Why taxes are important

by Linda Beale

Why taxes are important
crossposted with Ataxingmatter

The so-called tea party adherents and many libertarians, treat taxes as robbery, thinking that “it’s mine and the government has no right to it.”  That crazytalk, which most would realize if they ever had the opportunity to live in the brute-force world of no taxation.  It would be oligarch rule or the wild west without the civilizing influence of towns with governments and sheriffs to keep order.

With midterm election day just around the corner, maybe it’s worth reminding everybody about the reason that all advanced countries have strong tax systems.  It’s likely the case that none of us really enjoys paying taxes, and some of us complain about them all the time.  But most of us recognize that taxes are a necessary part of supporting a democratic government and a civil society.  Without a tax system, the rich and powerful would be able to do whatever they wanted.  There’d be no FBI or SEC to investigate their wrongdoing, no cops to arrest them, no courts to bring them to justice, no prisons to put them in.  Most of the rest of us would be subjected to conditions closely resembling slavery–or at least the conditions of the early twentieth century, when mineworkers could be bullied, beatup and even killed by “Pinkerton” thugs hired by mineowners, when union representatives might be murdered to keep them from inspiring workers to join together to fight the owners for reasonable wages and benefits, when old people had nothing but the charity of neighbors and families to live on, because companies didn’t provide pensions and there was no Social Security organization in government.

As Oliver Wendell Holmes said, taxes are the price we pay for a civilized society.  Luckily, there is an increasing attention to this issue in the blog world, to counter the “taxes are evil” mantra of the neo-conservative and libertarian right.

See e.g. (in addition to the information here on ataxingmatter):

I Heart Taxes  (see, e.g., Baby, Taxes Drive Your Car, regarding federal funding for satellites making the GPS system possible)

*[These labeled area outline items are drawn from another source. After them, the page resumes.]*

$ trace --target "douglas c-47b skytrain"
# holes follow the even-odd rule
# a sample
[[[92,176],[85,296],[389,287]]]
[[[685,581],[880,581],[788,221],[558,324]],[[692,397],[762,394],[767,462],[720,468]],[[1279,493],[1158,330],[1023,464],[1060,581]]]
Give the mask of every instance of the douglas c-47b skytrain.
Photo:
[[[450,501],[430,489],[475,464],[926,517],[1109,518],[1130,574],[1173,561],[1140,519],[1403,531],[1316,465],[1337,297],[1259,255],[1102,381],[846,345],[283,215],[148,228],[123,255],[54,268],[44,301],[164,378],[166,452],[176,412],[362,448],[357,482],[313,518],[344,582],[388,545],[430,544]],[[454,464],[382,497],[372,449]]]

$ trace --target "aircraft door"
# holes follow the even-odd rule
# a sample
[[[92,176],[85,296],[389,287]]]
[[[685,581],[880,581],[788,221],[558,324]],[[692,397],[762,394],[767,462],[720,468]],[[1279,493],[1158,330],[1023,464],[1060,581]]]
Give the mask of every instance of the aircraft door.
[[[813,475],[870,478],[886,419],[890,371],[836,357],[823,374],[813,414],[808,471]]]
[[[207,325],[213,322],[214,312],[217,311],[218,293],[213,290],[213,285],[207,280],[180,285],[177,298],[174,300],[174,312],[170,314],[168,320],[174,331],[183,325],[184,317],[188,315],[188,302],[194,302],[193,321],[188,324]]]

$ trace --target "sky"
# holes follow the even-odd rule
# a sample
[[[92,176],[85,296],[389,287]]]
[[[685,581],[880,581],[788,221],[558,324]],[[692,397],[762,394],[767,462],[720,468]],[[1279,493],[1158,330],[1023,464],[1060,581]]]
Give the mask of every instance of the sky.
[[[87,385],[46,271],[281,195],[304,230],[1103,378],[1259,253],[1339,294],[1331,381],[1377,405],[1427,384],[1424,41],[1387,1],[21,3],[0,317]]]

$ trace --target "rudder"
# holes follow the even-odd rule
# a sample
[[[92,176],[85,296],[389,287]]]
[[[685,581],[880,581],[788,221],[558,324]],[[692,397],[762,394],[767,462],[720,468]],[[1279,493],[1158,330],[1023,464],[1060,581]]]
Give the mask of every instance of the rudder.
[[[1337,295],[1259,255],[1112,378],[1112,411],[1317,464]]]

Kay Bell, The Good Side of Taxes

The Tax Literacy Project

Taxes support democracy.  Taxes fund government services and goods, including court systems and national defense, which protect your life, your property, and your constitutional rights.
Taxes support economic growth.  Governments use taxes to encourage economic growth in numerous ways such as maintaining a stable currency, enacting and enforcing laws that protect both workers and employers (their life and property), and helping to build and maintain large and dependable energy, transportation and communication systems.
Taxes support your daily quality of life.  Taxes help you and your family buy a house, breathe clean air, have safe food and drugs, and travel safely and efficiently on highways, trains, and planes.  Taxes help pay for your health care (in the form of tax benefits or direct care) and they pay to educate you and your family.  Taxes help you at work (e.g. enforce contracts, provide safe workplace) and help you at play (e.g. national parks).